Working first as a waiter, then as owner of a delicatessen and finally as owner of a consulting firm, Priebke was liked and respected in the German community. He was the president of Bariloche's German-Argentine cultural association and would celebrate Adolf Hitler's April 20 birthday alongside the town's other Germans.

"Bariloche was heaven for the Nazis, whose presence was a taboo. Today, the old Germans are in a pact of silence. Nobody wants to tell the story of their parents or grandparents. Nobody wants to have a Nazi in the family, even if they're dead," said Abel Basti, author of several controversial books on Bariloche's Germans.

The past catches up

Priebke's past caught up with him when a local writer, Esteban Buch, who was particularly interested in the painter and Belgian collaborator Toon Maes, wrote a history of Bariloche's exiled Nazis. Buch established a formal link between the aging man and the Gestapo officer who was responsible for the 1944 massacre at Italy's Ardeatine Caves that killed 335 people, including 75 Jews.

"He spontaneously told me about the Ardeatine episode, arguing that it was a simple execution of orders from Adolf Hitler," Buch, still surprised, told AFP.

Until then, Priebke had only been one of the town's rumored famous Nazis.

"It was recently confirmed to me that my book was the origin of the arrest" of the ex-officer, who was extradited to Italy in 1995 and sentenced to life imprisonment in 1998.

Because of his age and poor health, Priebke was allowed to serve out his sentence under house arrest at his lawyer's home.

Former Nazi intelligence officer Reinhard Kops, wanted by Jewish organizations for crimes against humanity, died at 86 in Bariloche under the pseudonym Juan Maler. Dr. Josef Mengele, who used Auschwitz prisoners as medical guinea pigs, lived in Buenos Aires, and perhaps even Bariloche.

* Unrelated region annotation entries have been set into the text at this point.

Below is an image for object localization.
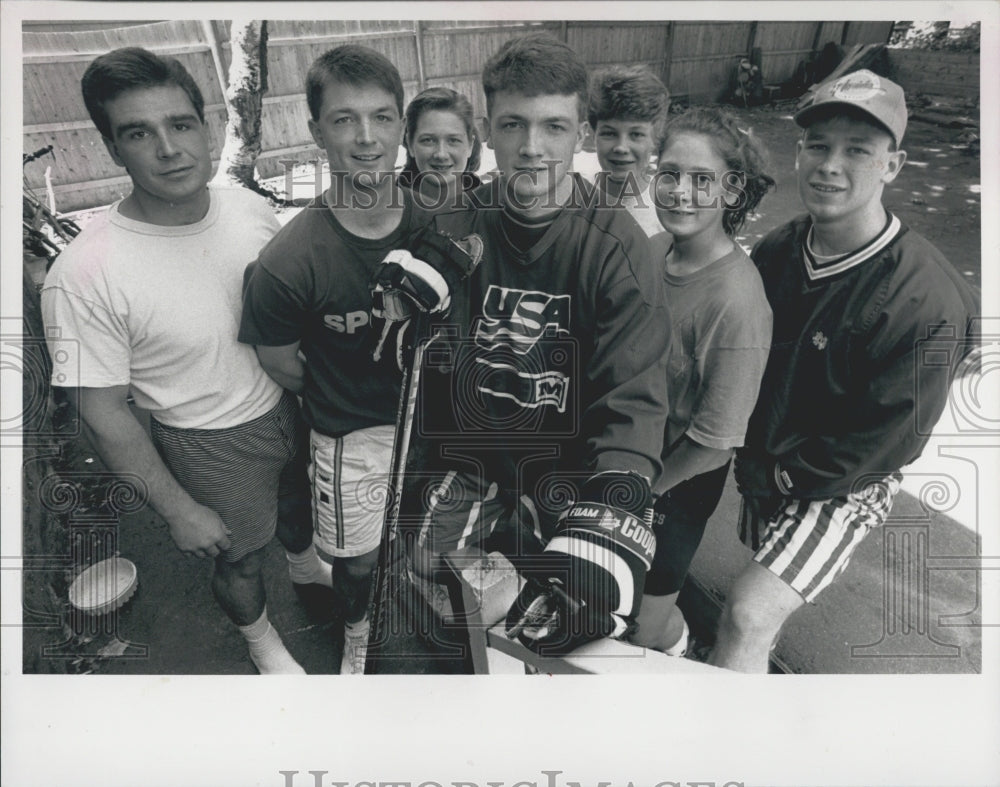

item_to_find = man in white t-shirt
[42,48,330,674]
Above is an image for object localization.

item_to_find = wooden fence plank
[22,19,900,207]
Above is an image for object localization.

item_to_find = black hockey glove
[369,228,483,322]
[506,471,656,655]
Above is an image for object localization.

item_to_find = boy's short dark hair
[306,44,403,120]
[80,46,205,139]
[587,66,670,139]
[483,33,587,120]
[802,104,897,153]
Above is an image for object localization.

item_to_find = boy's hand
[370,228,483,322]
[167,503,230,557]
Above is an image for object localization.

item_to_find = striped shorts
[309,425,396,558]
[740,473,902,603]
[150,391,309,563]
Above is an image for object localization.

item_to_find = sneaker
[340,620,370,675]
[406,565,455,623]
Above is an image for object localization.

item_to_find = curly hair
[399,87,483,187]
[587,66,670,142]
[659,107,775,237]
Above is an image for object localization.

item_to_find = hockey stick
[365,312,435,674]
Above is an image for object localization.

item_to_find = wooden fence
[22,20,892,211]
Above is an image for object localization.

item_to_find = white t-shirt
[42,186,281,429]
[621,181,666,238]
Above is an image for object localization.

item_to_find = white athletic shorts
[309,425,395,558]
[741,473,902,603]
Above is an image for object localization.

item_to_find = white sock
[239,608,306,675]
[340,617,370,675]
[285,544,333,588]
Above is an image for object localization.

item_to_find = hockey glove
[370,228,483,322]
[506,471,656,655]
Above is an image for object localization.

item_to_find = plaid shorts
[740,473,902,603]
[150,391,309,563]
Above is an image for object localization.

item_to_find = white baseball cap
[795,69,906,146]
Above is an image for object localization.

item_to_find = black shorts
[644,462,729,596]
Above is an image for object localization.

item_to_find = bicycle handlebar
[21,145,55,167]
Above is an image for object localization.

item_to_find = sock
[239,607,306,675]
[285,544,333,588]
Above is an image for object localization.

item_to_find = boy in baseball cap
[711,71,977,672]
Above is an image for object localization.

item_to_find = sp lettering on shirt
[323,311,369,334]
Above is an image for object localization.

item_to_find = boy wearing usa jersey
[392,35,670,652]
[711,71,976,672]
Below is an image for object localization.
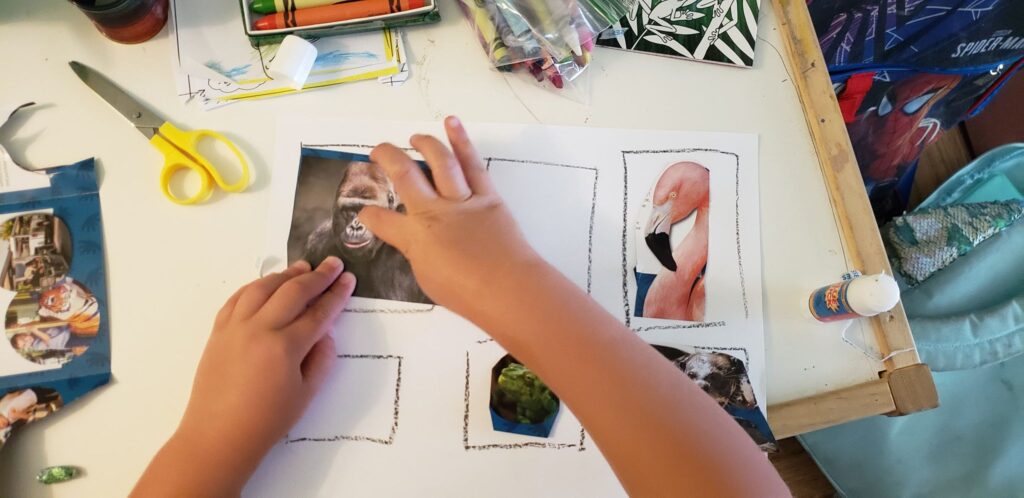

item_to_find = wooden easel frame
[768,0,939,439]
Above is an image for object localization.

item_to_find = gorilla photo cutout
[288,149,432,304]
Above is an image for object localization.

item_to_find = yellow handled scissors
[70,61,249,204]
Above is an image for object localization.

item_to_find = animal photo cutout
[0,387,63,448]
[490,355,561,438]
[0,213,100,366]
[634,162,711,322]
[652,344,775,451]
[288,149,433,304]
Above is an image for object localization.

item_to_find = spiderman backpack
[808,0,1024,223]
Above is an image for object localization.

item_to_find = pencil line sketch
[285,355,403,446]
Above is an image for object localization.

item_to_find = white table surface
[0,0,881,497]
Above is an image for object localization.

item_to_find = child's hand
[359,117,541,316]
[176,257,355,467]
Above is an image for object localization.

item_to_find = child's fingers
[370,143,437,209]
[409,135,473,201]
[288,273,356,350]
[255,256,345,329]
[444,116,493,194]
[359,206,409,254]
[231,260,310,318]
[301,334,338,397]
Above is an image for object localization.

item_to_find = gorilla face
[332,163,399,261]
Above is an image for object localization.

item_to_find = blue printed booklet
[0,109,111,448]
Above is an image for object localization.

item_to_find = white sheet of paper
[246,118,766,496]
[169,0,408,110]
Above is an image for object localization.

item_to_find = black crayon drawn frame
[623,148,751,332]
[285,355,404,446]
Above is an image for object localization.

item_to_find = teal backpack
[800,143,1024,498]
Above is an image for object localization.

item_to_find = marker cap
[847,274,899,317]
[267,35,316,90]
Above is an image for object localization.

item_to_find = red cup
[70,0,168,43]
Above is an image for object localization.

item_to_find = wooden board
[769,0,938,437]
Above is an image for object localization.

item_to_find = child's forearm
[467,260,788,496]
[131,429,263,498]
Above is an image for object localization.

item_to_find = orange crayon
[253,0,426,30]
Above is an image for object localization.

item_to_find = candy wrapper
[457,0,636,96]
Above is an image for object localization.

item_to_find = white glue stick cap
[267,35,316,90]
[846,274,899,317]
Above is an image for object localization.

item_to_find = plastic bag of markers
[456,0,636,101]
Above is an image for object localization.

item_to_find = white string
[840,322,918,362]
[256,256,266,279]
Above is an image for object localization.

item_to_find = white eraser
[267,35,316,90]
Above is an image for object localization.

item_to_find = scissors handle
[150,123,249,205]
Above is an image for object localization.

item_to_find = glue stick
[808,274,899,322]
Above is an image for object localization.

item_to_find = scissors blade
[68,60,165,138]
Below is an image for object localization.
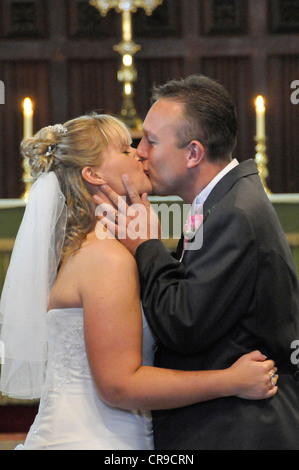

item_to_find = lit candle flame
[24,98,32,115]
[255,96,265,112]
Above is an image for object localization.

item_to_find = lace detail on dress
[49,312,91,386]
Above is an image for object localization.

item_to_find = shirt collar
[192,158,239,206]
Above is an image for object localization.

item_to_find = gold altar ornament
[22,98,33,201]
[89,0,163,131]
[255,96,271,195]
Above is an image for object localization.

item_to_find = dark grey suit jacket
[136,160,299,450]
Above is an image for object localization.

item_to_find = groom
[98,76,299,450]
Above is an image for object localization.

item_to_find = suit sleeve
[136,209,257,354]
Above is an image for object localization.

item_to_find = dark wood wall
[0,0,299,198]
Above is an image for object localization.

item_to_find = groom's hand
[93,175,161,255]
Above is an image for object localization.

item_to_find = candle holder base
[255,137,272,195]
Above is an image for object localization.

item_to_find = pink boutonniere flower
[183,214,203,240]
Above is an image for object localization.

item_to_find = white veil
[0,171,67,399]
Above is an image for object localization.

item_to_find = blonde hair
[21,114,131,255]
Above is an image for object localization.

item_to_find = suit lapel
[203,159,258,219]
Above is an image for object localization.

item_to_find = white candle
[23,98,33,139]
[255,96,266,140]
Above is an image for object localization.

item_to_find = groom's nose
[136,137,147,162]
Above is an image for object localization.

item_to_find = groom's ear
[82,166,105,186]
[187,140,206,168]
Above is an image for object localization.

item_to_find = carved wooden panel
[199,57,255,161]
[68,59,122,118]
[68,0,120,39]
[135,57,184,119]
[269,0,299,33]
[133,0,182,38]
[266,55,299,193]
[0,0,48,39]
[0,61,51,198]
[200,0,248,34]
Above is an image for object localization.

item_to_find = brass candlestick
[89,0,163,132]
[255,137,272,195]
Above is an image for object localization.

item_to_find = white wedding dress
[18,308,154,450]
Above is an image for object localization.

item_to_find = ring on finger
[270,373,275,387]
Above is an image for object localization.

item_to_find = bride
[0,115,277,450]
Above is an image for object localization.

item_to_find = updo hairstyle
[21,114,131,255]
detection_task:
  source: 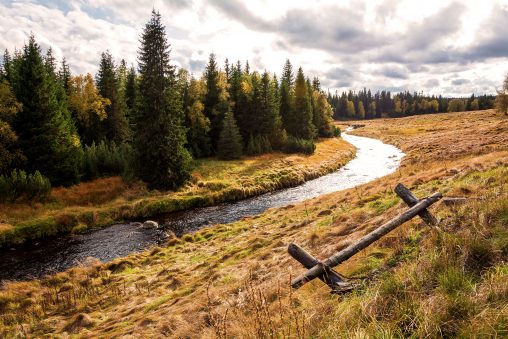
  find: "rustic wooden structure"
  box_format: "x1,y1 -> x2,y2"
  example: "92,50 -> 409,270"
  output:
288,184 -> 442,292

Carlos Echeverria, director of "Pact of Silence," a 2006 documentary on Priebke, says that European governments were complacent.

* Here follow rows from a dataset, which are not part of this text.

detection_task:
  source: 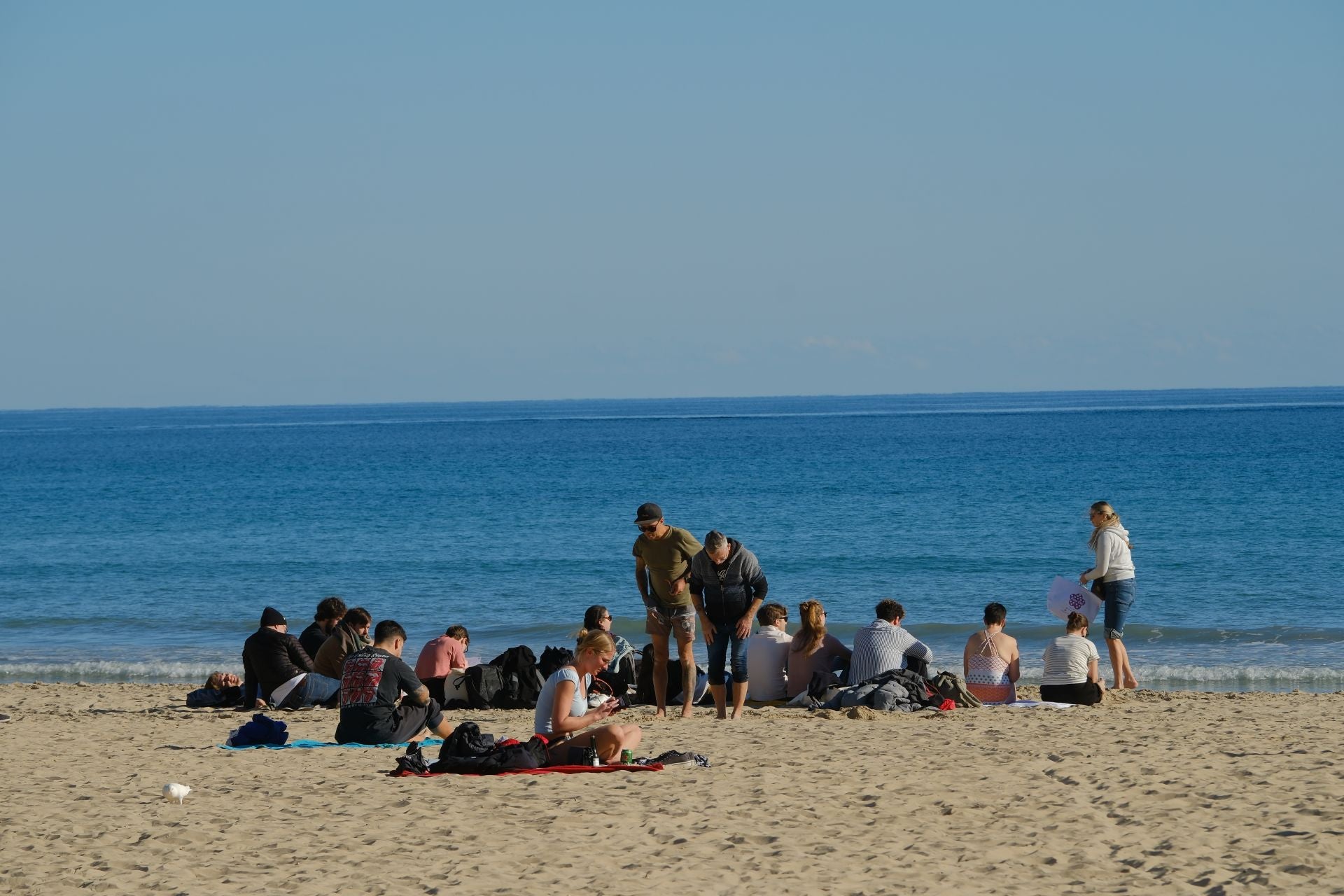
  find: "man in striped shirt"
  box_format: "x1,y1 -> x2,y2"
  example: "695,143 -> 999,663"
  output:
849,599 -> 932,685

"The Christian, European Democracy left the fugitives in peace; Priebke didn't hide himself. In the 1950s, the German government reincorporated SS and gestapo members. Priebke was left alone here his friends were in the German state apparatus."

According to Sergio Wieder, head of the Simon Wiesenthal centre in Latin America, there is no current evidence of criminal Nazis in Argentina or the region, but, he warned, "we cannot rule out anything."